Sending digital signals of the required complexity at 28 GHz is made possible by recent advances in technologies such as Digital Signal Processors (DSPs), advanced modulation systems and Gallium Arsenide (GaAs) integrated circuits, which are cheaper and function much better than silicon ones at these high frequencies.

Unlike a cellular mobile phone network, in which a user can move one cell to another, the transceiver of an LMDS customer has a fixed location and remains within the same cell. Normally the customers' antennas are located on rooftops, to get a good LoS to the hub transceiver.

Like in other microwave applications, LMDS cell size too is limited by "rain fade", i.e. distortions of the signal caused by raindrops scattering and absorption of the waves. Also, walls, hills and even leafy trees block, reflect and distort the signal, creating significant shadow areas for a single transmitter. Some operators may serve a cell with several transmitters to increase coverage; most prefer one transmitter per cell, sited to target as many users as possible.

The fast deployment helps to capture a customer fast.
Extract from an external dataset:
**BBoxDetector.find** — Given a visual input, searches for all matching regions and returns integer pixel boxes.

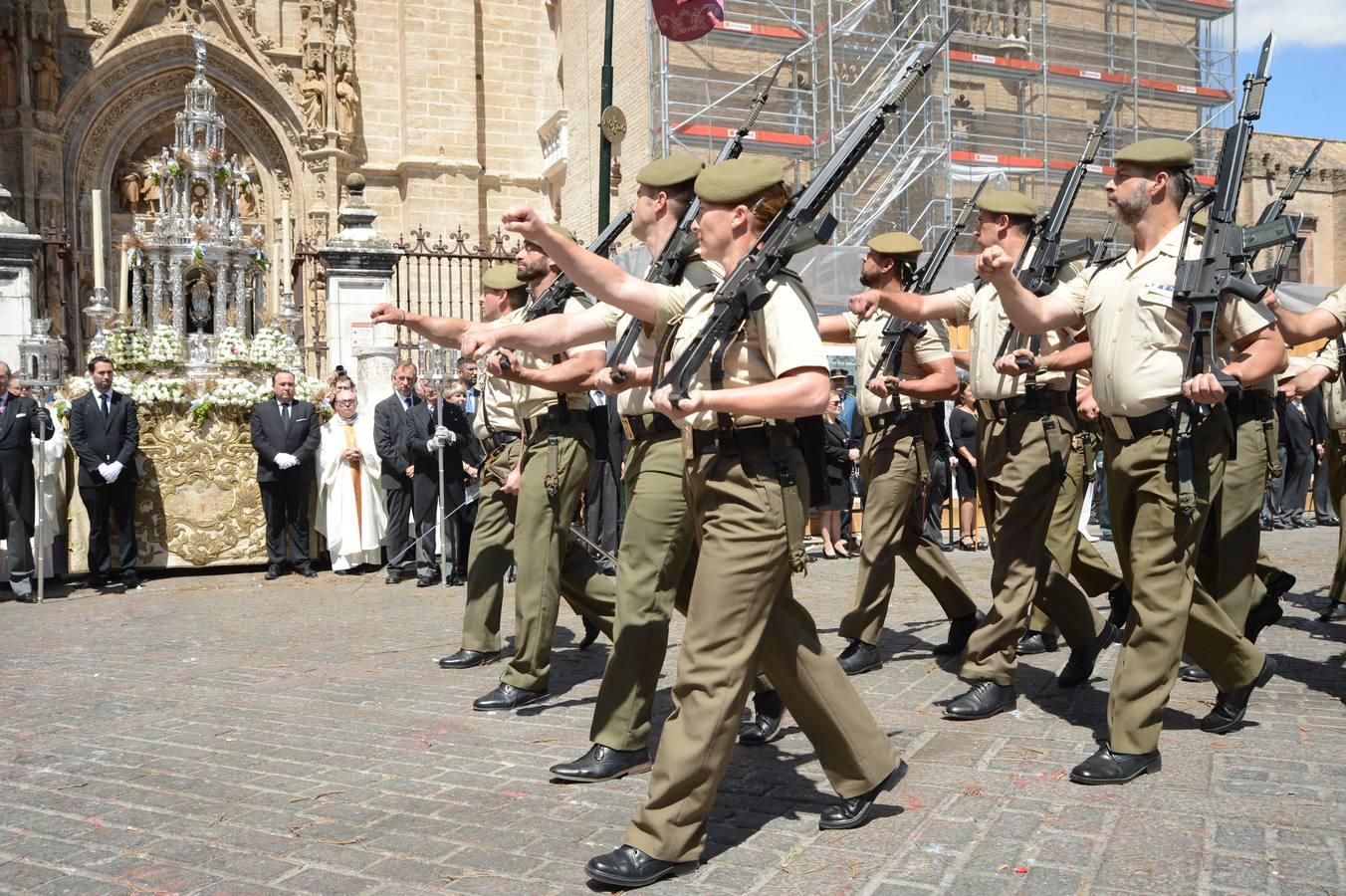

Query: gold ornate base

However, another advantage—faced with a high churn of customers—of the technology is the ability to move around the hub equipment to different customer locations. It is a distinct advantage against the networks of wires, cables, and fibres. Also, LMDS systems send data using asynchronous transfer mode, which allows a mixture of data types to be interleaved. Thus, a high-quality voice service can run concurrently over the same data stream as Internet, data and video applications. LMDS can be positioned as a versatile, cost-effective option for both providers and users of broadband services, using the rapid and inexpensive deployment.

Initially, LMDS operators target SMEs in densely populated, urban areas because of the technological requirement of LoS between the hub base station and the buildings served and the signal propagation range of one to three kilometers.

There are 11 significant LMDS operators in US—the biggest ones being Advanced Radio Telecom (ART), NextLink Communications, Teligent, and Winstar. NextLink, founded by Craig McCaw in 1994, holds the largest number of 28 GHz LMDS licences there. The company has launched commercial services in five of its markets and expects to be operational in 25 markets by the end of this year. Earlier this year, NextLink also bought national ISP Concentric Networks, which enables NextLink to expand its DSL, virtual private network and Web-hosting services.

According to the Strategis Group, by year 2003 LMDS network coverage will be close to 20 percent of businesses as against 5 percent presently. According to IGI Consulting, at the end of 2000 there will be 26,000 LMDS business users, growing to 5,10,000 by 2003.

Hong Kong was one of the firsts to issue LMDS licences. The Infocomm Development Authority (IDA) of Singapore approved three organizations to conduct LMDS trials in early 2000. For example, one of them, Pacific Internet's trial will include Broadband Internet (i.e. over 2 Mbps), Video-on-Demand, Voice-over-IP, high-speed digital data transmission, as well as conventional voice calls. It will thus explore opportunities in providing broadband data access to selected corporate and residential customers. It will use ultra high frequency microwave in the 25-31 GHz frequency range to send and receive two-way broadband signals through the base station installations atop buildings. Pacific Internet considers the advantages of LMDS as greater bandwidth than radio, TV and cellular combined, and a low start-up cost relative to costs incurred in installing broadband wireline networks. In Singapore, the heavy rain interference with signals may limit the distance between cells to 1.5 km.

In India too, operators like Gateway Systems are offering LMDS solution. Initial focus is on business customers mainly in large cities like Mumbai, Pune, Delhi, Bangalore, etc., which have concentration of offices or apartments located in high-rise buildings.

The day is not far when the thin air will help deliver to us the broadband applications running all the way on the fat fibre-optic pipes, putting George Gilder's empires of air and fibre at mankind's service.